I want what you all have! I want to sleep in, forget to go to work. I want to leave early, not contribute to a shift. I want a raise, but won’t do anything extra to prove myself. I want the freedom to not give a shit, but still collect a pay check. I want all the money with none of the responsibility.

Over the years, I’ve had to cancel and or miss appointments due to my work. I’ve missed out on my kids activities and I’ve put my wife on the back burner because the business has always come first.

Some may say, just go and enjoy life, see your kids, take your wife out. I wish it were that easy. From the simple tasks to the major projects, if I’m not at work, it doesn’t get done.

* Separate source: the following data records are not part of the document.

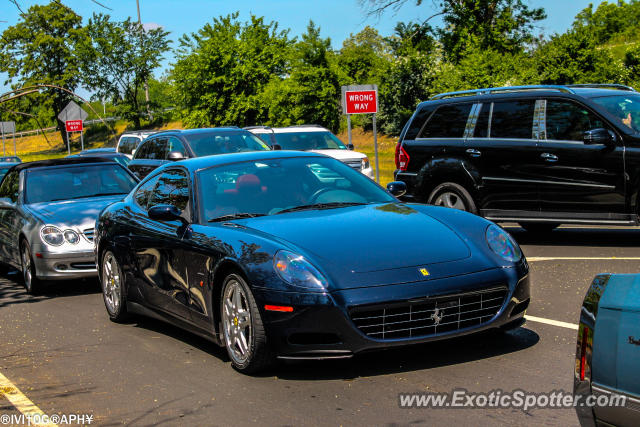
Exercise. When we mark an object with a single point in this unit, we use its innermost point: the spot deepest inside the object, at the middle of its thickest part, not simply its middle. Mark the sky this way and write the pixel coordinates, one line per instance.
(336, 18)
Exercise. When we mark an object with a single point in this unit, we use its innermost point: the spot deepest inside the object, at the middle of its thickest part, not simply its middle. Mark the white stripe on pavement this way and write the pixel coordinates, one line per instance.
(20, 401)
(569, 258)
(552, 322)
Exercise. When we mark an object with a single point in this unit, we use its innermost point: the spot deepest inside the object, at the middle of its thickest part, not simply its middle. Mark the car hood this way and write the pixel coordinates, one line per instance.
(80, 213)
(367, 238)
(341, 154)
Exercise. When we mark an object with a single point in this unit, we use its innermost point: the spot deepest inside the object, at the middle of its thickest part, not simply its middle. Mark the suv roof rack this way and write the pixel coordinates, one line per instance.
(531, 88)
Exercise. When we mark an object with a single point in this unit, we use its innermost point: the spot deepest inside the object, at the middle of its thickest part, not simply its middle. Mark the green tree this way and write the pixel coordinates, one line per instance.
(221, 71)
(117, 58)
(575, 57)
(40, 49)
(311, 92)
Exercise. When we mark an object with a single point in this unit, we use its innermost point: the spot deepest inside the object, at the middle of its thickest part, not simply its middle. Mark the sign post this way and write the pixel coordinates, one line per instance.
(5, 128)
(73, 117)
(362, 99)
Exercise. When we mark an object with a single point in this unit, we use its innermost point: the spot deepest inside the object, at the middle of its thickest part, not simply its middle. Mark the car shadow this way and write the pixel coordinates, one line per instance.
(574, 236)
(12, 290)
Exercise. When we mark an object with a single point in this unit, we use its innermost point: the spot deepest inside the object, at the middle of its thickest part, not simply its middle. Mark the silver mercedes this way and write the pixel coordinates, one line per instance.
(48, 211)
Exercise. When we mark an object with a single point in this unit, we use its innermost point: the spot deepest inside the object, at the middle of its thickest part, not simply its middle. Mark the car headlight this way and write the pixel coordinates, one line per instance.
(52, 235)
(503, 244)
(365, 163)
(297, 271)
(71, 237)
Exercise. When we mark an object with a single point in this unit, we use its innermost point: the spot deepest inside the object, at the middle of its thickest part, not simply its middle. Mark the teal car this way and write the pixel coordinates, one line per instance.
(608, 351)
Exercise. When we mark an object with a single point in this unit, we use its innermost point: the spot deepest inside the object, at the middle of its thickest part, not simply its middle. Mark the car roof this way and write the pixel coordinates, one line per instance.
(197, 163)
(61, 162)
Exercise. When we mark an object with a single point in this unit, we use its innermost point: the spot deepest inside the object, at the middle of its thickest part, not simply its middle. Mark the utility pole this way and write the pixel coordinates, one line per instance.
(146, 85)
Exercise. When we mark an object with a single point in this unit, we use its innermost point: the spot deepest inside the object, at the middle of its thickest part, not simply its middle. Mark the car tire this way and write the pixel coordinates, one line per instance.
(112, 283)
(539, 227)
(452, 195)
(242, 329)
(32, 284)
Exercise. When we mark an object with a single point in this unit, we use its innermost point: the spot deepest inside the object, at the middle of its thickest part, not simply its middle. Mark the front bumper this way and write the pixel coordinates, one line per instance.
(71, 265)
(320, 325)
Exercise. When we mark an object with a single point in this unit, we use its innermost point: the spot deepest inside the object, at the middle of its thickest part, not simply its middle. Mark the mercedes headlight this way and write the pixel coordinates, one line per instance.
(503, 244)
(71, 237)
(297, 271)
(52, 235)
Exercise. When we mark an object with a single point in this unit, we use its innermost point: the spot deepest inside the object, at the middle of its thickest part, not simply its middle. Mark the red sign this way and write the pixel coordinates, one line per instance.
(73, 125)
(361, 102)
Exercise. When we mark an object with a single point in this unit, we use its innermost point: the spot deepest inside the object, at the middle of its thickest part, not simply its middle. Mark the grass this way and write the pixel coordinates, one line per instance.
(38, 147)
(363, 142)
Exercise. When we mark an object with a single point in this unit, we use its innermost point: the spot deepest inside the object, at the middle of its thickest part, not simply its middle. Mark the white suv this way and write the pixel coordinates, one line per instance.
(313, 138)
(129, 141)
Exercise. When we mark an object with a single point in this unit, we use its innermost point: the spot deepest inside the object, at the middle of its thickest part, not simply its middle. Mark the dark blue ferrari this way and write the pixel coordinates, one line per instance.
(295, 255)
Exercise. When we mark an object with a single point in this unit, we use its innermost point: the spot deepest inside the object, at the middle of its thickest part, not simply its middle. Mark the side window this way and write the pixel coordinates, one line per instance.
(143, 193)
(512, 119)
(176, 145)
(9, 187)
(449, 121)
(172, 189)
(568, 121)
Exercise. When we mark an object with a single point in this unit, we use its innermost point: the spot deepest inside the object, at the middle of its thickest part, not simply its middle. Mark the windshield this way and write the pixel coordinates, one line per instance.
(625, 107)
(269, 187)
(74, 182)
(309, 141)
(223, 143)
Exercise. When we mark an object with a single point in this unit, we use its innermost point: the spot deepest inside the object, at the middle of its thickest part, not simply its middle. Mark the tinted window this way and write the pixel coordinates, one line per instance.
(9, 187)
(449, 121)
(512, 119)
(144, 192)
(75, 182)
(567, 121)
(176, 145)
(418, 121)
(309, 141)
(225, 142)
(482, 124)
(172, 189)
(269, 186)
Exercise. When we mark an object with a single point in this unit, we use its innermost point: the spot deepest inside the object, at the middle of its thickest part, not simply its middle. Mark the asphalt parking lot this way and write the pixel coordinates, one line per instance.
(62, 352)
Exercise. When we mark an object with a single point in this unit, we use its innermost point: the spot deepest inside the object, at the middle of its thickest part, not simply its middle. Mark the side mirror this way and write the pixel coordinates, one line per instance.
(174, 156)
(165, 213)
(599, 136)
(397, 188)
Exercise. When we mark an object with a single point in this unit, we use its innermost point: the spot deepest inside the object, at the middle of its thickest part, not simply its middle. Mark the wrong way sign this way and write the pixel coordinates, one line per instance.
(360, 99)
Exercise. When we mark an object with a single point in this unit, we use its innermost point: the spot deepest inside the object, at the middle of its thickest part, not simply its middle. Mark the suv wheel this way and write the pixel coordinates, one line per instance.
(539, 227)
(452, 195)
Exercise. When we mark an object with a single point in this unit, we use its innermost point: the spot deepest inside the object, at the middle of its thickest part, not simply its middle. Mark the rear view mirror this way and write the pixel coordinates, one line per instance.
(174, 156)
(599, 136)
(397, 188)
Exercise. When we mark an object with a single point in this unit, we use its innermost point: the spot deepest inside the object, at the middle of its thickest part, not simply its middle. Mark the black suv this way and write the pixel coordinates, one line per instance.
(173, 145)
(538, 155)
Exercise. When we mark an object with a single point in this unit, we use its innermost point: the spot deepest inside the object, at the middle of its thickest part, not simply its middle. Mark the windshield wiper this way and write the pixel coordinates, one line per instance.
(319, 206)
(235, 216)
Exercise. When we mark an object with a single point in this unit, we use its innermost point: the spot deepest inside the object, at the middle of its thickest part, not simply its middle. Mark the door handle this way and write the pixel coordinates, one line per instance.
(549, 157)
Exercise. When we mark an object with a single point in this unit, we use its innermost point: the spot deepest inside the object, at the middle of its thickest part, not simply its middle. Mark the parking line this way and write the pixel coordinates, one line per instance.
(552, 322)
(569, 258)
(20, 401)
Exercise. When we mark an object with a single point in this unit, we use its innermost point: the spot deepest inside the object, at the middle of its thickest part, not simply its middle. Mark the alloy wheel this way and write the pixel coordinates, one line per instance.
(236, 320)
(111, 283)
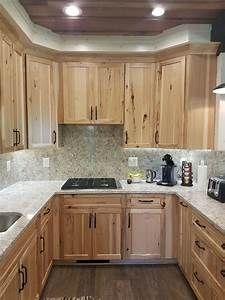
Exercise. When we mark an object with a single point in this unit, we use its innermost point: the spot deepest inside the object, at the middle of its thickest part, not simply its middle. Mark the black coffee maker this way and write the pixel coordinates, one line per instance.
(168, 172)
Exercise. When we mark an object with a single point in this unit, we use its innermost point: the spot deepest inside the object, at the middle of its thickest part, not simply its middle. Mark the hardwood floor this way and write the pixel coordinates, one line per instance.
(119, 282)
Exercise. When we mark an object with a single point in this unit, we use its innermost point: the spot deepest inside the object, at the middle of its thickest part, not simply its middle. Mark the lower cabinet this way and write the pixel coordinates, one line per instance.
(184, 238)
(45, 249)
(91, 228)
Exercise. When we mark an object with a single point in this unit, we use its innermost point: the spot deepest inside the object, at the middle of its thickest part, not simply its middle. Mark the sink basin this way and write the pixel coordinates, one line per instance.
(7, 219)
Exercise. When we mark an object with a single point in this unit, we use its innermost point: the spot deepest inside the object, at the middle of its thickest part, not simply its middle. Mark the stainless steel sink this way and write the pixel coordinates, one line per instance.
(7, 219)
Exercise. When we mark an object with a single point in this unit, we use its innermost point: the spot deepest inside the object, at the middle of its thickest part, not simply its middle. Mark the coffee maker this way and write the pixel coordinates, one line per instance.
(168, 174)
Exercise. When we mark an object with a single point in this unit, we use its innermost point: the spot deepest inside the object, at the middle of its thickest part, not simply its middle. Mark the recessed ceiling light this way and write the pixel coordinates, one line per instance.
(72, 10)
(158, 11)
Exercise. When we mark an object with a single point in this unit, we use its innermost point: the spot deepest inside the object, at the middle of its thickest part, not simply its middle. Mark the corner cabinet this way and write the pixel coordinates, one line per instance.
(42, 101)
(93, 93)
(12, 102)
(170, 103)
(139, 104)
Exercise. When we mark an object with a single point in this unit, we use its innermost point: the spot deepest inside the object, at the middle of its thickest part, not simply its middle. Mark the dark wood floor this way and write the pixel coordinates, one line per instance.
(119, 282)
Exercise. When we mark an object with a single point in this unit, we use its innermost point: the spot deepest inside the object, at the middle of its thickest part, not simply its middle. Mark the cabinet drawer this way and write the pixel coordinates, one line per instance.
(206, 254)
(92, 201)
(210, 232)
(203, 285)
(147, 202)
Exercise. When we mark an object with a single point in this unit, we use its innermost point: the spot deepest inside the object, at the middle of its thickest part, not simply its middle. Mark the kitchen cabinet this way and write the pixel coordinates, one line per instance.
(93, 93)
(107, 233)
(184, 238)
(45, 250)
(170, 103)
(91, 228)
(139, 105)
(145, 228)
(42, 102)
(13, 128)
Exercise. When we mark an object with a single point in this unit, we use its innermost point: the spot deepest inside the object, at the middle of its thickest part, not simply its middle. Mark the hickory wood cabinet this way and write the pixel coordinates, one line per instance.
(93, 93)
(42, 101)
(12, 100)
(91, 227)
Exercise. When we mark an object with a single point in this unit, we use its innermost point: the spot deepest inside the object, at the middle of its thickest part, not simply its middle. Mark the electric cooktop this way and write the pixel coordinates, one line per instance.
(89, 183)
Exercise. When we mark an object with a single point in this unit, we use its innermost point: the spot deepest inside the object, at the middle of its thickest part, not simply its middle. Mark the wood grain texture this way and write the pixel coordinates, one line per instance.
(119, 282)
(139, 105)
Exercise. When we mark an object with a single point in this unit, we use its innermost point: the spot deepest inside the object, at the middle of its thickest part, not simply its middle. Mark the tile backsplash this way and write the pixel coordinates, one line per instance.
(95, 151)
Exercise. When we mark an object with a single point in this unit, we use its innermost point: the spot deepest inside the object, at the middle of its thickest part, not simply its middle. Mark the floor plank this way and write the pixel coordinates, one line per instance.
(139, 282)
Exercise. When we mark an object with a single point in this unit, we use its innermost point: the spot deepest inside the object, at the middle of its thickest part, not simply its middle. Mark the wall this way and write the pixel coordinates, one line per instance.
(95, 151)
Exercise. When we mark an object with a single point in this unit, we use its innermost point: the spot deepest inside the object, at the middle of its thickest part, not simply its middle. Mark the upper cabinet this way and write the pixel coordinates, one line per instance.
(139, 104)
(93, 93)
(12, 103)
(42, 101)
(170, 103)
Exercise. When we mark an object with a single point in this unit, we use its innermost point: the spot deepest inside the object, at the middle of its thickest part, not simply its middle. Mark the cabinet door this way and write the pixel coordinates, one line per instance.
(28, 264)
(184, 238)
(45, 250)
(139, 105)
(7, 119)
(79, 92)
(11, 287)
(170, 104)
(107, 233)
(19, 101)
(41, 102)
(76, 233)
(109, 103)
(145, 233)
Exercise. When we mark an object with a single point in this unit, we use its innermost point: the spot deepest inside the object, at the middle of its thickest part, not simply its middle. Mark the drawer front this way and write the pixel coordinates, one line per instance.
(209, 231)
(203, 285)
(205, 253)
(146, 202)
(92, 201)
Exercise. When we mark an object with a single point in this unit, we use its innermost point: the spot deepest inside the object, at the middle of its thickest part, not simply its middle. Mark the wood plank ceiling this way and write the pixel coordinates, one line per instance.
(124, 17)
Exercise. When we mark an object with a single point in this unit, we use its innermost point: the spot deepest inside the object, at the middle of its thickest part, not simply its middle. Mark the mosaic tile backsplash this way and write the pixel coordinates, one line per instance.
(96, 151)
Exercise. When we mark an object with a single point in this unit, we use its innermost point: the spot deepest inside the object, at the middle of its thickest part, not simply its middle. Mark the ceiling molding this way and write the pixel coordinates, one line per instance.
(44, 37)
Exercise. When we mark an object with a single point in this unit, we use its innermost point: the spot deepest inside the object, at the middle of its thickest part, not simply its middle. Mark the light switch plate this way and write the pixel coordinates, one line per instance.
(132, 161)
(45, 161)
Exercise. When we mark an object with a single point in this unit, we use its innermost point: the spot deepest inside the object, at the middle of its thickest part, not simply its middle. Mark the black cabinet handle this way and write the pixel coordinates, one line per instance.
(90, 220)
(96, 113)
(91, 113)
(47, 211)
(95, 221)
(23, 280)
(157, 137)
(126, 137)
(197, 243)
(43, 244)
(129, 223)
(196, 276)
(54, 137)
(199, 224)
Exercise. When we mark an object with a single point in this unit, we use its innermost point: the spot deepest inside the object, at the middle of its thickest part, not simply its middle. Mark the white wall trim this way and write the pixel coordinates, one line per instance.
(44, 37)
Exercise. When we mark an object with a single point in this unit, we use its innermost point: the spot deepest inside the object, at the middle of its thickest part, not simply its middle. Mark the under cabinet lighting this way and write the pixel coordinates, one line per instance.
(220, 89)
(158, 11)
(72, 10)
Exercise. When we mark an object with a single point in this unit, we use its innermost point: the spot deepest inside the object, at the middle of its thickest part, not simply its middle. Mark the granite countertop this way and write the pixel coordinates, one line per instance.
(29, 197)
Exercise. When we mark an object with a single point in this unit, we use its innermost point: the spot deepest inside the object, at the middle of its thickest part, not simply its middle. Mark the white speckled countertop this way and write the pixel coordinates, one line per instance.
(29, 197)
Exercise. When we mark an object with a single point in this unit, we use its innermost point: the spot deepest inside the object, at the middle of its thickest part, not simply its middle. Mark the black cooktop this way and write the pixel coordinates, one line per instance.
(89, 183)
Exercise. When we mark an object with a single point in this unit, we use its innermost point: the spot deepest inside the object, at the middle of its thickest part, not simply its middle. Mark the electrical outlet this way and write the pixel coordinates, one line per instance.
(132, 161)
(45, 161)
(8, 165)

Why have employees? Some are great others are just there. We are going in terms of a restaurant business, just at ten years, I assume we still need to hit some growing pains and figure it out.

I’ve never wanted to be the tough boss, the prick boss, the boss who micromanages everything, however, I’m starting to learn, of if I want my business to survive and grow, then I need to be the tough, micromanaging prick I’ve always tried to avoid.

It’s the unpopular choice, mainly because so many people in the work world now have over sensitive hurt feelings at any given moment. I’ve never asked for much, just that you be present, do the job and don’t waste anyone’s time.